An essential part of life as an entrepreneur is to convince others of your own product or service. That means: being able to move people. Daniel H. Pink, author of “To Sell is Human“, is certain that anyone can do this. Here are a few tips from his book for your next pitch
A pitch is no longer a monologue of the seller about the infinite advantages of his product. It is rather the beginning of a bilateral conversation between the seller and the potential buyer, which – hopefully! – leads to a successful sale. In his book “To Sell is Human” Daniel H. Pink examines the different types of pitches that can be used to win customers. Here are 4 at a glance.
The 1-word pitch
The 1-word pitch is about getting your entire message across in a single word. The aim is to make this word so inseparable from your company that the customer can no longer say it without thinking of you or your product.
Perfect for these times of social media, where people are no longer willing to read or analyse long explanations. Information today is best received when it is presented in a short and crisp way.
Making a question the core of the sales conversation can be very effective. Potential buyers are often easier to convince if they are not presented with a ready-made argument why they should set action X or buy product Y, but have to find reasons for it themselves.
Attention: this tactic only works if you have strong, even undeniable arguments. Asking a question that cannot be answered clearly or that is controversial undermines the effect of your pitch.
The catchy tune
Rhyming increases the ability of our brain to process and store information. Just think of the advertisement or slogan for Mc Donalds.

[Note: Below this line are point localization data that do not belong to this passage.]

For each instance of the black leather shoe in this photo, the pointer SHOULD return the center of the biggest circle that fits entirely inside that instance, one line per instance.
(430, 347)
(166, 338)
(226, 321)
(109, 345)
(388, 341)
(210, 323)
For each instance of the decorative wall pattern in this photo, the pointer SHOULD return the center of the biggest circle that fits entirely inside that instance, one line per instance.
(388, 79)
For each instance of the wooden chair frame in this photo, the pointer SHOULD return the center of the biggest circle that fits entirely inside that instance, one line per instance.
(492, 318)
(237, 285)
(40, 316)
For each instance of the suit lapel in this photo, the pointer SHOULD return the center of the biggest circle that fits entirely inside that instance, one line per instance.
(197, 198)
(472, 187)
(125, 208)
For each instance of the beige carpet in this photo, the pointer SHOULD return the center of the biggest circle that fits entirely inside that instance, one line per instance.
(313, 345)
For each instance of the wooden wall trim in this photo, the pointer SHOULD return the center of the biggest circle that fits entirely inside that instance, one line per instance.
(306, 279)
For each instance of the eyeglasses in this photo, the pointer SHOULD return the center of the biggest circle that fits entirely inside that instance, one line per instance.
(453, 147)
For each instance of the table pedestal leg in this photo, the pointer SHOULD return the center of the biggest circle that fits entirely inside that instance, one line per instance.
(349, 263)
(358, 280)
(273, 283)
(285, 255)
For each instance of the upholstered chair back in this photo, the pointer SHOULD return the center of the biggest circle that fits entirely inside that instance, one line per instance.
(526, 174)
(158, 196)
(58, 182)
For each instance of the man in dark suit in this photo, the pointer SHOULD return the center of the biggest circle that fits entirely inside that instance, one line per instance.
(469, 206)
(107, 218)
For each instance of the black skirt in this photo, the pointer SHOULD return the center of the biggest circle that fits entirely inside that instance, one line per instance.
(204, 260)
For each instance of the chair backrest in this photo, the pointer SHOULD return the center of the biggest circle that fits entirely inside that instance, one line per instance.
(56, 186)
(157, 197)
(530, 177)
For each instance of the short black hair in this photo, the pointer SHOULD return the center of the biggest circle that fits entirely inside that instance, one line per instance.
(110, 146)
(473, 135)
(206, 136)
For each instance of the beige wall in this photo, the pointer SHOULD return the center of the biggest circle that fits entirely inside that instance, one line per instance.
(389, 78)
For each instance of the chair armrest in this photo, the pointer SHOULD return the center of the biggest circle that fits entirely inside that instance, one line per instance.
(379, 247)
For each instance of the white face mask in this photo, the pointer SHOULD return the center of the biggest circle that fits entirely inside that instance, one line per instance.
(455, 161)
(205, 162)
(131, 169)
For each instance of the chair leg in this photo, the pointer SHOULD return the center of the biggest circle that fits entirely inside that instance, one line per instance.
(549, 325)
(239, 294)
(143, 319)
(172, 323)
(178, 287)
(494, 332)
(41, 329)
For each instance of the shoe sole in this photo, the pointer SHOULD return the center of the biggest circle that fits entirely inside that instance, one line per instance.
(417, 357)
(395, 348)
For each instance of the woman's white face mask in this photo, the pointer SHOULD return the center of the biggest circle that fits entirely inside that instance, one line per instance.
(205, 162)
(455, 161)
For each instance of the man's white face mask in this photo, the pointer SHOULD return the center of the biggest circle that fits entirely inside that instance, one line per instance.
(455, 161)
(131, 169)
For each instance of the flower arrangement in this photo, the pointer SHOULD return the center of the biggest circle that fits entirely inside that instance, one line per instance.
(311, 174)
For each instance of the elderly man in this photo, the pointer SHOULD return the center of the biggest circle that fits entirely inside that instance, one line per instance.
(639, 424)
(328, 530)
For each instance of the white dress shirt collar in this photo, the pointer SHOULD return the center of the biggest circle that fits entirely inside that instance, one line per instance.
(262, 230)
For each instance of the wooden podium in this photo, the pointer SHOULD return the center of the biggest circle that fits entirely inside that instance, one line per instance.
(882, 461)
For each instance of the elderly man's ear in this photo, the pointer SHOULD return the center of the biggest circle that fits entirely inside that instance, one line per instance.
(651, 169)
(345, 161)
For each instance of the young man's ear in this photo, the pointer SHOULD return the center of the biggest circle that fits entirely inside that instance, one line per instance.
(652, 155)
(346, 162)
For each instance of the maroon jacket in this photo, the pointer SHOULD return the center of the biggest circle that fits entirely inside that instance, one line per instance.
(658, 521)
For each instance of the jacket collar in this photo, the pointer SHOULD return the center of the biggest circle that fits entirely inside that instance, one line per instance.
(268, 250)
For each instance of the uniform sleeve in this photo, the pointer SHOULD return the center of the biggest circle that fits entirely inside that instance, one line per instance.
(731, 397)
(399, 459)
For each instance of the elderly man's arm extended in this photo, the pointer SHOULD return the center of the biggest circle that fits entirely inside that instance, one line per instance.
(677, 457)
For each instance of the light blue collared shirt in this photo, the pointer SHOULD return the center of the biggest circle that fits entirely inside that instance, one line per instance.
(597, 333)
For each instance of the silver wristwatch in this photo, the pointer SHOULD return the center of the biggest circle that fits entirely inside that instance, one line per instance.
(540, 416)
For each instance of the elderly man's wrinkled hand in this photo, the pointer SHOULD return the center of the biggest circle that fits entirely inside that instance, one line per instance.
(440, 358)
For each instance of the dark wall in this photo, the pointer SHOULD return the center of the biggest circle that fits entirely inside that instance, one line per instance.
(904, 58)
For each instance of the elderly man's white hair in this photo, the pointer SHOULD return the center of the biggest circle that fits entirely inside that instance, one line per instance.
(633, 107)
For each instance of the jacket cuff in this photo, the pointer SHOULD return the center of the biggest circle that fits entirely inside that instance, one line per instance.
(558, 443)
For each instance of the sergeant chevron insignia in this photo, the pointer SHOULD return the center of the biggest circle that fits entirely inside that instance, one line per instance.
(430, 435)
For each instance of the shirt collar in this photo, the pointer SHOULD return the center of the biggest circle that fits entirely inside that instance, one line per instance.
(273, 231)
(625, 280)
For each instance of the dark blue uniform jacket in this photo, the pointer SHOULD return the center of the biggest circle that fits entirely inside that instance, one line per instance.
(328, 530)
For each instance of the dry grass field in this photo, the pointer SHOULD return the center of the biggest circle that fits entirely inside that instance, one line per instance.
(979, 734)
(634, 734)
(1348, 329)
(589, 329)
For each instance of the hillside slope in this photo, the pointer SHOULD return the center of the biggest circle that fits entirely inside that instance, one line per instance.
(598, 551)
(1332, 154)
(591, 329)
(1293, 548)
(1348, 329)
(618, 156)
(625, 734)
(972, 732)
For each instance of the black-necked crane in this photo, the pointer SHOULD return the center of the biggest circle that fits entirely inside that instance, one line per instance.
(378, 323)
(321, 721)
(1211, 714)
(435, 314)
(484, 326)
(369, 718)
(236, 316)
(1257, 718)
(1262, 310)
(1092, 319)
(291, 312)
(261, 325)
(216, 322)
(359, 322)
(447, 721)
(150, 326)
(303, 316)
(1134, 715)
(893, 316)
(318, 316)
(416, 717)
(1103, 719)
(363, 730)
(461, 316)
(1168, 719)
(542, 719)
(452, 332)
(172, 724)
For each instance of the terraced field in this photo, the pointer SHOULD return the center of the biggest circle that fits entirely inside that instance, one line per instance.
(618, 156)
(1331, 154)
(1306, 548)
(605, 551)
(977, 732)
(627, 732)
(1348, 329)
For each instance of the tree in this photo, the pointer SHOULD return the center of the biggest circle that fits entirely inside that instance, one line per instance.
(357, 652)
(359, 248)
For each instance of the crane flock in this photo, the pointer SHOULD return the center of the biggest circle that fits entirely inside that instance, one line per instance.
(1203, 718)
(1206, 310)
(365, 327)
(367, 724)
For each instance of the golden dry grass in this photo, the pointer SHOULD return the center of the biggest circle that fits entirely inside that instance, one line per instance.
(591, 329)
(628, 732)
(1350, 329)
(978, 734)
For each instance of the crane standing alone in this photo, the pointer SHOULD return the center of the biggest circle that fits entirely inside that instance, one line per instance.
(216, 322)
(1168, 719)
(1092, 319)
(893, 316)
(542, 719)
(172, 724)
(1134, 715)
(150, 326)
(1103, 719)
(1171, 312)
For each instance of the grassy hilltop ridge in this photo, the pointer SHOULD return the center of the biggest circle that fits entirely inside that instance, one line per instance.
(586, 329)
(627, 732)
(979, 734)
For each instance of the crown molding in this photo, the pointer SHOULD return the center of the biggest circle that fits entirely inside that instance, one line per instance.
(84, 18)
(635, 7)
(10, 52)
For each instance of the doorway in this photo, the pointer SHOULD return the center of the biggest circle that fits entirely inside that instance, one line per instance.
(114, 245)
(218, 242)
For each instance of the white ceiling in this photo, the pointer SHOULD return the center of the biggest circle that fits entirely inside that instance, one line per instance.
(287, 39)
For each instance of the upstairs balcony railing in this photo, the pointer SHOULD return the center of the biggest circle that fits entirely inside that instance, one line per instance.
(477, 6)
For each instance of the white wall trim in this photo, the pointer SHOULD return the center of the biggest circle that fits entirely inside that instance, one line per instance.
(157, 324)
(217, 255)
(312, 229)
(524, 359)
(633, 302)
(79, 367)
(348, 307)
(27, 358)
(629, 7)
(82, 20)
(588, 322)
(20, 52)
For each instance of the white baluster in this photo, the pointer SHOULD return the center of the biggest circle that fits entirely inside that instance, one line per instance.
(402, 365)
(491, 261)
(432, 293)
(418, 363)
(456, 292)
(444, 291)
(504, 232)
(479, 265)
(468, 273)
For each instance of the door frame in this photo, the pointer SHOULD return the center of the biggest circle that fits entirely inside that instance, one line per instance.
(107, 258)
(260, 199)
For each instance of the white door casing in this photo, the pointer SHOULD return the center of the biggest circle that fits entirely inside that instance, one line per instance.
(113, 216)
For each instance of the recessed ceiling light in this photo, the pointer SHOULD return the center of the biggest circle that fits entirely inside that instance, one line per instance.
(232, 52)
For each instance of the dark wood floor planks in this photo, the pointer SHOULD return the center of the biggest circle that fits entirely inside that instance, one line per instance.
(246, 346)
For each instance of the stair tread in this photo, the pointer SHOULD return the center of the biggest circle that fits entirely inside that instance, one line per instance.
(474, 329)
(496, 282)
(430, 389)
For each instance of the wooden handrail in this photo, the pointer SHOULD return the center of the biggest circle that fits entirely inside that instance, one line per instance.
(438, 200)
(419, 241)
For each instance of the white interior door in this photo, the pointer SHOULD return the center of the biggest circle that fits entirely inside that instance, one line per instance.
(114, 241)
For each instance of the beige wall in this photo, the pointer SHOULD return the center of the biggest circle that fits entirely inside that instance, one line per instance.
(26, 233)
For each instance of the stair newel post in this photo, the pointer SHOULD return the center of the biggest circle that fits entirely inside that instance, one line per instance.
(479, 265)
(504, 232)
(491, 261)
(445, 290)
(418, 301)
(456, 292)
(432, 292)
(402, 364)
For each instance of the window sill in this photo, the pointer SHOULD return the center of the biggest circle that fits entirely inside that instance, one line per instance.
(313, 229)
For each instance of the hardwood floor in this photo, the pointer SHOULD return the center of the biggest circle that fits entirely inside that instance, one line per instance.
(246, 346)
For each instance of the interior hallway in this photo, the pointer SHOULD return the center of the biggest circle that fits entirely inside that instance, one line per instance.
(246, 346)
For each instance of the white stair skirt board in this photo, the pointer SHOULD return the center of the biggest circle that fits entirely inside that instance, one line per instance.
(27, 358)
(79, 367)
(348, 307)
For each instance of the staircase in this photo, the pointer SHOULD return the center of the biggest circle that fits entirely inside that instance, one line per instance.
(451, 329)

Whenever you hear these words and the advertising melody, you know exactly what company it’s about.
If you manage to think up a little rhyme for your product, you increase the chance that your product will stick in the customer’s memory. This could even give you a decisive advantage over your competitors.
The subject line
When was the last time you opened an email advertisement instead of clicking “Delete” immediately? The reason you opened this email was probably because it promised to be useful or because it aroused your curiosity.
In both cases, the content of the subject line was crucial to your decision. It is therefore advisable to summarise your offer clearly and concisely in the subject line (“35% discount on all overnight stays until 31.12!”) or to create an incentive for the reader to continue reading (“The best holiday bargains – book now!”).